Written Discourse Completion Task (WDCT) has been used in pragmatics tests to measure EFL learners’ interlanguage pragmatic knowledge. In a WDCT, the students give their responses to situations designed to elicit certain pragmatic functions, so human raters are required to rate the students’ performance. When decisions are made based upon such ratings, it is essential that the assigned ratings are accurate and fair. As a result, efforts should be taken to minimize the impact of rater inaccuracy or bias on ratings. This paper reports a study of rater effects in a WDCT pragmatics test.
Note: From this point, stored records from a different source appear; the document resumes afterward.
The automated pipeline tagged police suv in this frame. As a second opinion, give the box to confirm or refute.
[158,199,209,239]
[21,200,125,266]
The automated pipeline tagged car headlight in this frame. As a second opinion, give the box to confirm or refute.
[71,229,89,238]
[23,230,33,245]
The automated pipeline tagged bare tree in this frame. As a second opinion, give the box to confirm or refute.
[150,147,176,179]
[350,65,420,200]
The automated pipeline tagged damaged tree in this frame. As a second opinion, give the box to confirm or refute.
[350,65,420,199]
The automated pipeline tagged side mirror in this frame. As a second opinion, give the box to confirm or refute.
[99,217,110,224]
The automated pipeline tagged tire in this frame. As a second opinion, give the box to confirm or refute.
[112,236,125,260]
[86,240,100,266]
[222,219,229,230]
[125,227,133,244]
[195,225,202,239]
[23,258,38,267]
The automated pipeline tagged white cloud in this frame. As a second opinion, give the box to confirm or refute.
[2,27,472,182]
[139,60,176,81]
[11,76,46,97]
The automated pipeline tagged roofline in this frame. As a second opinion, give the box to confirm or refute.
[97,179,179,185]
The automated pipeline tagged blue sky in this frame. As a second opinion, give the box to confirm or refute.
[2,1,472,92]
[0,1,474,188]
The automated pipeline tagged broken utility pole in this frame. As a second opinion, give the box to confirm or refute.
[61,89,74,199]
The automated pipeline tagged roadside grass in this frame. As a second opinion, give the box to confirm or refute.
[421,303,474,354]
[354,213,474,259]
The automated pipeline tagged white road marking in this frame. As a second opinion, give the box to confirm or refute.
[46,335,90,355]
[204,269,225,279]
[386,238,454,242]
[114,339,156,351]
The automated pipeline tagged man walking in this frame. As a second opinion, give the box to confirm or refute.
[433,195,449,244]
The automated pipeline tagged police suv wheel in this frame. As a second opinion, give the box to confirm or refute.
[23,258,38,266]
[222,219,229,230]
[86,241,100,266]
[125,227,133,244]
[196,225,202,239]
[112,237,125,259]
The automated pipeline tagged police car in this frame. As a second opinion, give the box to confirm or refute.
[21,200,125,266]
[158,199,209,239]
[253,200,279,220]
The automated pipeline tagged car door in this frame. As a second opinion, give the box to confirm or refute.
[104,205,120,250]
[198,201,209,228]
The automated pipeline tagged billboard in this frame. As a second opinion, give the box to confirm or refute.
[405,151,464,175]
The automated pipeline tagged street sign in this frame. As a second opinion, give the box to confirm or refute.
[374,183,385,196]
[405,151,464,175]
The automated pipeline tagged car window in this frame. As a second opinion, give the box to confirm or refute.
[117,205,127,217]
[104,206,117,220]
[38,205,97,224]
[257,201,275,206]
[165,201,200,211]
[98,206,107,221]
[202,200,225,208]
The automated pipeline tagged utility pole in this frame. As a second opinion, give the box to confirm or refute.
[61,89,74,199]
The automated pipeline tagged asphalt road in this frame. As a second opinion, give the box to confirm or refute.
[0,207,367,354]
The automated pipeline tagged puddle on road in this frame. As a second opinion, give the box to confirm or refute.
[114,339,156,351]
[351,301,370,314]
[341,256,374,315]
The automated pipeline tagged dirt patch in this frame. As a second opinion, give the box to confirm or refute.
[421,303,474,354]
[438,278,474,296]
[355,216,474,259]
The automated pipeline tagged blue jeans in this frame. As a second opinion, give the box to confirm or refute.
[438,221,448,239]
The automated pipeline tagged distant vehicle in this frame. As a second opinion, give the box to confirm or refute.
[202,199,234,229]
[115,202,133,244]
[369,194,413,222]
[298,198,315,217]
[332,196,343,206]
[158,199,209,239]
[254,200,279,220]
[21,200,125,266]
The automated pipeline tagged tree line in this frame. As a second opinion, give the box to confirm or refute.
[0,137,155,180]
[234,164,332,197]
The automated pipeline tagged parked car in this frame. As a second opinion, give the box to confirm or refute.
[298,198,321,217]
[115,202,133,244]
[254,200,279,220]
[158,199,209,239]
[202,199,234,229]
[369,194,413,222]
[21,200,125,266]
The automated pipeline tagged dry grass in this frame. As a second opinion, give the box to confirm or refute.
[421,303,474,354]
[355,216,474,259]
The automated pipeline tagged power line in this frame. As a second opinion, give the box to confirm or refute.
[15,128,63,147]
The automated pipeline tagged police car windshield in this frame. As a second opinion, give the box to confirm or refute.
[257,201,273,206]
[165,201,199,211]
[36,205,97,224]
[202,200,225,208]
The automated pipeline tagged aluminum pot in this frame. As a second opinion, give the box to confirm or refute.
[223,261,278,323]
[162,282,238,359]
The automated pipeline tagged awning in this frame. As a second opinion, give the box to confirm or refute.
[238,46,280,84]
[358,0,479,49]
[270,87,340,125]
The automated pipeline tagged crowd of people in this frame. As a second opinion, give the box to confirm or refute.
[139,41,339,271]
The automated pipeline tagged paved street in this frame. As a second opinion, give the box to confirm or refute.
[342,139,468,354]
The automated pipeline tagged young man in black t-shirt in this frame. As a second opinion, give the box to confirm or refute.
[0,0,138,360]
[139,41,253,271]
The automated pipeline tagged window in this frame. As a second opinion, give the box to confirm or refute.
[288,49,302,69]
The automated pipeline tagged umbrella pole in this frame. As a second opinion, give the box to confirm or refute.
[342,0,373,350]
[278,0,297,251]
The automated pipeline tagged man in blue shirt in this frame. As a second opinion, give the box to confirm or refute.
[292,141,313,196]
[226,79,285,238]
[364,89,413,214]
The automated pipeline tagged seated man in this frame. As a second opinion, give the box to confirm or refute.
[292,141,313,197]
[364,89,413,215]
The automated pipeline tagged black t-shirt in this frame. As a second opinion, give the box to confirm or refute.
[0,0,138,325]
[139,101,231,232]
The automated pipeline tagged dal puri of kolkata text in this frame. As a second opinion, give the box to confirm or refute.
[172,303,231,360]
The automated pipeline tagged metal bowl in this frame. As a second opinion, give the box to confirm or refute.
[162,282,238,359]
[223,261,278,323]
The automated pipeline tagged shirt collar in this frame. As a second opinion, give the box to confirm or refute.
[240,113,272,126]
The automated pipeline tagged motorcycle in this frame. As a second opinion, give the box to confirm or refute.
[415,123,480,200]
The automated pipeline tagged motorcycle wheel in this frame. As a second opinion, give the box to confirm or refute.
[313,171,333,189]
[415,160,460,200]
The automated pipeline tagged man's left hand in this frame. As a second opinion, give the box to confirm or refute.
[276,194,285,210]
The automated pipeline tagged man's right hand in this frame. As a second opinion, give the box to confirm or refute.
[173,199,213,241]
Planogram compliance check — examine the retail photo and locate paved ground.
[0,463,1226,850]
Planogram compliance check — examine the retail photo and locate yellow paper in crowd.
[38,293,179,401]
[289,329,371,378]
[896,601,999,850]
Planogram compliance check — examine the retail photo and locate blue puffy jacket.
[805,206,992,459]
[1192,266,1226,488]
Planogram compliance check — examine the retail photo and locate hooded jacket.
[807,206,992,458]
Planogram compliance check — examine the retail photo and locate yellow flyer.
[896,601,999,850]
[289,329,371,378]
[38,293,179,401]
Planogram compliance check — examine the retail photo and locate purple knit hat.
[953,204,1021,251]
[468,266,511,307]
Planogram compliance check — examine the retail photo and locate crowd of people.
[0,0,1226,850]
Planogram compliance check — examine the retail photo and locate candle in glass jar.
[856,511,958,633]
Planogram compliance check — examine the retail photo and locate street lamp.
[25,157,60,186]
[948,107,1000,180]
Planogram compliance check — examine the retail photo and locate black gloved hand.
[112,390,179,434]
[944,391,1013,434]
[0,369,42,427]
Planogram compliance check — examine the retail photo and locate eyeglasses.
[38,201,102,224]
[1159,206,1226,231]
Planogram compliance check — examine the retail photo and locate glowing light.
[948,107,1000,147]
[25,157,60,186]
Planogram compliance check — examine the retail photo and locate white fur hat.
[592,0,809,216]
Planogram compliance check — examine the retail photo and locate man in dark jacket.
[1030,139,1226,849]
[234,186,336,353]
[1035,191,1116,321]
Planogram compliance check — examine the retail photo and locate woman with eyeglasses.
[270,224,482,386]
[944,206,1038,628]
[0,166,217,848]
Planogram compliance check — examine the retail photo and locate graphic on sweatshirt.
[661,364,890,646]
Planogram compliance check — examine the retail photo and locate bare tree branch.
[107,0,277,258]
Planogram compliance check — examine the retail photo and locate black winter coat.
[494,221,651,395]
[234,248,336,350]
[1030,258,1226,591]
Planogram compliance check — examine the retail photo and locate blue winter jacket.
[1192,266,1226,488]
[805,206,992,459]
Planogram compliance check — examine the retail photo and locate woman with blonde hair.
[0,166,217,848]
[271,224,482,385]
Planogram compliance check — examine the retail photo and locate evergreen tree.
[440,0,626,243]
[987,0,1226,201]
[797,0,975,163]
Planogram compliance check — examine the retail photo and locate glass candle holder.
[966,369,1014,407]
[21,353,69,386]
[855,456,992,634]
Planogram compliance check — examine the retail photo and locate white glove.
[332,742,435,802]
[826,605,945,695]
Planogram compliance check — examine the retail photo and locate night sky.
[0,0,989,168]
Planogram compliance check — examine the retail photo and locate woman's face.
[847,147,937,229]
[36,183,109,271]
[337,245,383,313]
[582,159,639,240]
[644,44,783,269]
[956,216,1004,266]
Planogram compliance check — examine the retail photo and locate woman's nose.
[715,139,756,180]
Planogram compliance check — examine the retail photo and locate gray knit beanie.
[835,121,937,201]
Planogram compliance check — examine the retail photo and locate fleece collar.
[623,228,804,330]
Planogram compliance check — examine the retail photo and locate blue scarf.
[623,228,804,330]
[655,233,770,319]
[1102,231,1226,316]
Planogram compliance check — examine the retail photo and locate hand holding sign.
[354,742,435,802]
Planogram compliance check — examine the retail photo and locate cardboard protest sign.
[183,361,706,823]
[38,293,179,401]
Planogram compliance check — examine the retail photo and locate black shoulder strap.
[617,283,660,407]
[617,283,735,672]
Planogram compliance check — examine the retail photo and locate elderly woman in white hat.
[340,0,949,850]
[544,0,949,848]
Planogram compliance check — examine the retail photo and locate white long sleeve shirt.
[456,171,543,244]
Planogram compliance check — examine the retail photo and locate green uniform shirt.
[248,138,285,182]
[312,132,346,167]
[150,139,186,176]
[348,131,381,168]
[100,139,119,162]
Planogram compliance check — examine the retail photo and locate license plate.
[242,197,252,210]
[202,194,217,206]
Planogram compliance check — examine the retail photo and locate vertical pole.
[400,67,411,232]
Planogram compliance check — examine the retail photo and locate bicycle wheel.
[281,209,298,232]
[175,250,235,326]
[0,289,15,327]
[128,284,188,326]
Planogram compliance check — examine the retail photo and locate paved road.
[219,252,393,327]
Based on the Myford& Wolfe (2003; 2004) model and corresponding retrospective interviews, four types of rater effects were investigated and discussed quantitatively and qualitatively: leniency/severity, central tendency, halo effect, and differential leniency/severity. Results revealed significant differences in terms of rating severity, with a general tendency towards severity. Though the raters could effectively and consistently employ the rating scales in their ratings, some of them showed certain degrees of halo effect. Most raters were also found to exhibit certain bias across both traits and test takers. Possible reasons behind the rater effects were analyzed. Finally suggestions were raised for rating training.